Addiction is basically just a craving. However, it’s not just any craving. It’s intense. Those with addictions lose control over how they use what they crave, and they keep getting involved with it even with dire repercussions. Addiction can actually change the brain. It might start by subverting how pleasure is registered, but later it actually corrupts normal drives, including motivation and learning. Breaking any addiction is hard to do, but it is possible.
Addiction holds tremendous power over the human brain. It does so in a trio of different ways. The first is craving for the specific object of addiction, the second is loss of any control regarding its use, and the third is maintaining involvement even in the face of negative effects.
Fresh insights into this common issue
No one plans to get addicted, although quite a few people still wind up caught in the trap. The statistics are disturbing.
In some Western nations, roughly 10 per cent of the population is addicted to things like drugs and alcohol.
Of people who have an addiction, two in three abuse alcohol.
The top three different drugs that people get addicted to include cocaine, opioid/narcotic pain relievers, and marijuana.
Gamble addiction is another popular kind of addiction if you or someone you know have a gambling addiction then see gambling addiction treatment.
The principle of pleasure
The human brain registers all pleasures in an identical fashion. It doesn’t matter if it’s great sex, a good meal, getting money, or a psychoactive drug. The human brain has a specific signature for pleasure, which is a release of dopamine neurotransmitters. This happens inside the nucleus accumbens, which is a nerve cell cluster sitting below the cerebral cortex. Neuroscientists actually call this part of the brain its pleasure centre, given how dopamine release is very specifically linked with pleasure and the nucleus accumbens.
Whether it’s heroin or nicotine, any drug of abuse results in a substantial surge of dopamine throughout this part of the brain. The chance that using a drug or just being a part of a rewarding activity leads to addiction has a direct association with how fast the dopamine is released, how intense it is, and how reliable it is.
A learning curve
Researchers once thought that simply experiencing pleasure was stimulus enough to get people to keep seeking addictive activities or substances. However, later research indicates a far more complex storey. Dopamine doesn’t just contribute to pleasant experiences, as it also plays a crucial role in memory and learning. Both are essential elements in a transition from having a liking for something to actually getting addicted to it.
The current theories focusing on addiction suggest that dopamine has interactions with glutamate, which is another neurotransmitter. In doing so, dopamine might actually dominate the entire brain system related to reward-based learning. This system is crucial for sustaining life, since it makes links between activities necessary for the survival of the species, including sex and eating, with reward and pleasure.
In time, the human brain adapts in ways that start making the addictive activity or substance less pleasurable.
In the realm of nature, rewards typically only happen after effort and time are put into something. Addictive behaviours and drugs offer shortcuts that flood the brain full of neurotransmitters such as dopamine. The human brain simply has a hard time with this onslaught.
When this happens, compulsion arises.
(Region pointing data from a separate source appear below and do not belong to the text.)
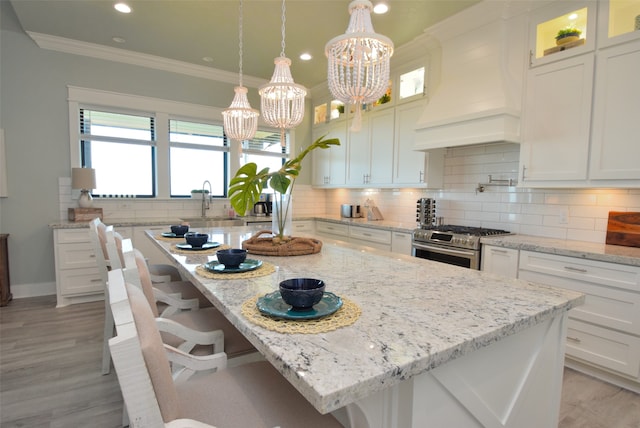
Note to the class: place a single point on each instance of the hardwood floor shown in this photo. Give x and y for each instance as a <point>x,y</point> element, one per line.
<point>50,362</point>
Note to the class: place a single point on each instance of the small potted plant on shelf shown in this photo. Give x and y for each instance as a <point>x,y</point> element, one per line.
<point>247,185</point>
<point>567,35</point>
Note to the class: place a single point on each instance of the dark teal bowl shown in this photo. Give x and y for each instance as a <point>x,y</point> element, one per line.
<point>196,240</point>
<point>302,293</point>
<point>232,257</point>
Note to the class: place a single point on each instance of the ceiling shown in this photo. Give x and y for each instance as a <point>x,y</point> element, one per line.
<point>189,30</point>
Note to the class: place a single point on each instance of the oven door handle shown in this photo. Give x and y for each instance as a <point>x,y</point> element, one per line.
<point>443,250</point>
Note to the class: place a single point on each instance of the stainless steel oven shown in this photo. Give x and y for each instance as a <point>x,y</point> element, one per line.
<point>454,245</point>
Any pleasure correlating to addictive behaviours or drugs will start to subside, even though the memory of the desired impact will persist. So too will the need or want to recreate it. It’s almost like the typical process of motivation isn’t working anymore.
The learning process that was mentioned a bit back matters here too. The amygdala and hippocampus both keep information regarding environmental cues that relate to addiction in order for it to be located once more in the future. These memories pave the way to conditioned responses, such as intense craving, anytime the individual has encounters with such environmental triggers.
Cravings don’t just lead to addiction. They can also ruin well-earned sobriety, leading to relapse. Someone addicted to heroin specifically might be in danger of potential relapse if they see hypodermic needles, for instance. Alcoholics might want to start drinking again if they see a bottle of rum. Conditioned learning makes it easier to understand why certain individuals develop a risk of relapse back into their addiction even years after they got clean.